Open mooskagh opened 6 years ago
As reported in the Discord channel, in this game, on move 138, NN303 hangs a rook out of the blue costing the drawn game almost instantly. The next move the eval had swung +9.42:
[Event "DESKTOP-RV5DCNB, Blitz 1m+1s"] [Site "Rio de Janeiro, Brazil"] [Date "2018.05.18"] [Round "18"] [White "Spike 1.4"] [Black "lczero v0.10"] [Result "1-0"] [ECO "D94"] [Annotator "0.09;0.01"] [PlyCount "283"] [TimeControl "60+1"]
{Intel(R) Core(TM) i5-2500K CPU @ 3.30GHz 3293 MHz W=22.2 plies; 4,701kN/s B=17.1 plies; 1kN/s; 45 TBAs} 1. c4 c5 2. Nf3 Nf6 3. Nc3 e6 4. e3 Nc6 5. d4 { Both last book move} d5 {0.01/18 2} 6. a3 {0.09/16 3 (cxd5)} cxd4 {0.06/18 2 (a6)} 7. exd4 {0.17/16 2} g6 {-0.02/19 2 (Be7)} 8. Bd3 {0.59/16 2 (cxd5)} Bg7 { -0.13/19 2 (dxc4)} 9. O-O {0.59/16 2} dxc4 {-0.12/19 2} 10. Bxc4 {0.42/18 12} O-O {-0.16/19 1} 11. Bg5 {0.47/18 3 (Re1)} h6 {-0.34/18 1} 12. Be3 {0.47/17 3 (Bh4)} b6 {-0.34/18 2 (Nd5)} 13. Qe2 {0.44/14 2} Bb7 {-0.27/19 2} 14. Rfd1 { 0.36/14 2 (Rad1)} Ne7 {-0.29/18 2} 15. Ba6 {0.34/14 2 (Bd3)} Bxa6 {-0.31/18 2}
Self play No 14200622. http://lczero.org/game/14200622 or with game analysis https://lichess.org/study/Smk8bomB/5TpAhSFw
Network: 1831f4884d6da86fe369d4a51fbfe6a433703fbf97b0e7122898170c1eede5e0 ID329
Its just a game from generated self play using googles colab Leela_K80 Looks like the queen would move to get out of discovery....
Self play No 14215228. http://lczero.org/game/14215228 or with game analysis https://lichess.org/study/Smk8bomB/noxTVxVv
Network: 1831f4884d6da86fe369d4a51fbfe6a433703fbf97b0e7122898170c1eede5e0 ID329
Its just a game from generated self play using googles colab Leela_K80 Mate in 1 is missed.
Self play No 14217918. http://lczero.org/game/14217918 or with game analysis https://lichess.org/study/Smk8bomB/RS645It6
Network: 1831f4884d6da86fe369d4a51fbfe6a433703fbf97b0e7122898170c1eede5e0 ID329
Its just a game from generated self play using googles colab Leela_K80 Gave up queen for no reason.
@dstark1993 -- Self play games (for training data generation) have randomized moves. Although interesting to see some examples of this randomization, it's not really what this issue is about.
How can you tell if it was randomized move or made by leela "on purpose"? its something that can be checked?
@dstark1993 - yeah, you could check this by running the engine outside of training, being sure to provide some history, and seeing what the engine does.... However, that's a little tedious... I'm going to be trying to figure out some good ways to analyze the training data in a more automated way.
Good, cause i dont understand very much in programming, im generating games with google colab. Dont think ill be able to use lc0 on my laptop (power and/or my skill for figuring how to)
Id: Loss of Queen Game: https://lichess.org/fzuBrqhf#72 Bad move: 36. Re5, Qxc2, (Stockfish eval goes from -0.2 to +7.3) Correct move: Qc6 Configuration: lc0 cudnn - May 19 (default parameters), Windows 10 x64, Nvidia Titan V, Intel i5-7400T quad core, 32 GB RAM Network ID: kb1-256x20-2100000.txt.bz2 Time control: 60" + 2" Comments: Leela was ahead but blundered, losing a Queen, and then resigned.

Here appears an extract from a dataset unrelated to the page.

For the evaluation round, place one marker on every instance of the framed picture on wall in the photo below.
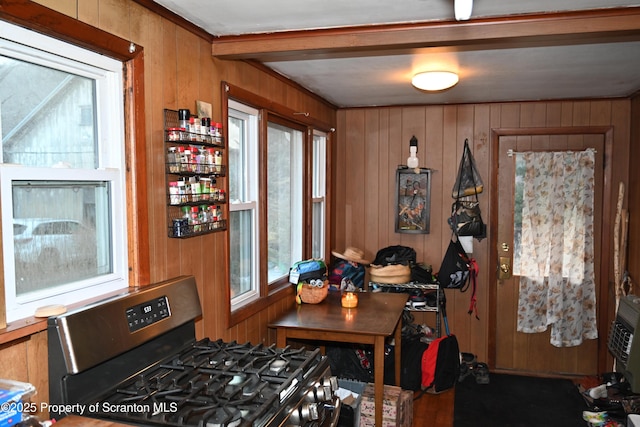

That last one "Loss of Queen" is worth monitoring a bit I think. Its another multi-move blunder with the theme again being "removal of defender". Am hoping to see Leela gradually work these oversights out of her system.
The "Loss of Queen" removal of defender with check isn't actually too bad - at 10k nodes ID 329 Leela won't play the blunder Qxc2, and while the policy for Qxc2 is N 65.89%, the listed Best Move is the 3rd highest policy at 3.93%. Interestingly Leela actually prefers Rb8(N 2.21%) at 10k nodes, which isn't a blunder, and Stockfish says the position is even after that.
After Qxc2, the policy for the refutation Re8+ is 2.17% and is preferred at 5k nodes search. Rxg5 is also good for white, but not as good (QN v RR for white), and is N 3.78%. So there's lots of ways for Leela to get out of this.
Id: Loss of Knight Game: https://lichess.org/pJh8VCTA#89 Bad move: 45. Rxb5 (Stockfish eval goes from -1 to -5.1) Correct move: f3 Configuration: lc0.exe cudnn - May 22 (default parameters), Windows 10 x64, Nvidia Titan V, Intel i5-7400T quad core, 32 GB RAM Network ID: 330 Time control: 60" + 2" Comments: Leela blundered, lost a piece, and then resigned.
Id: Leela blunders, steps into checkmate in #14 Game: [https://lichess.org/qNgs7Cwg#95]https://lichess.org/qNgs7Cwg#95) Bad move: 48. Qc6, Bg3 (Stockfish eval goes from +4 to +13) Correct move: Rde8 Configuration: lc0.exe cudnn - May 22 (default parameters), Windows 10 x64, Nvidia Titan V, Intel i5-7400T quad core, 32 GB RAM Network ID: 330 Time control: 60" + 2" Comments: Leela blundered, faced checkmate in #14, and resigned.
I've been posting on the forums about some work I'm doing to try to automate blunder detection. Please see here: https://groups.google.com/forum/#!topic/lczero/8lK5ldgZUHA
So far, this does seem to work to find things like buggy (old) engines playing match games, as well as blind spots (missed mate in ones, etc)... However, I haven't fully figured out exactly how I'd like to measure things to get a reliable signal. Once I improve this, I hope to apply this to new match games as they come out to look for bugs and blunders.
I've actually spent a little time today doing something similar with the PGNs from the CCLS gauntlets. It's easier in a lot of ways because the opposing engine will spot the blunder, so I've started just scanning for situations where Leela's eval drops by a certain threshold (right now -200 centipawns) - this means she made a move and didn't see the refutation that was coming from the other engine. I'm also filtering it for where Leela's eval didn't start worse than -2.00, because if she's already losing and blunders more it's not so interesting in my opinion. A lot of that helped avoid "losing faster" endgame moves from cluttering it. It's still in its infancy and won't be worked on this weekend, but hopefully it can be converted into generating some automatic tracking positions for future IDs as another way to check progress.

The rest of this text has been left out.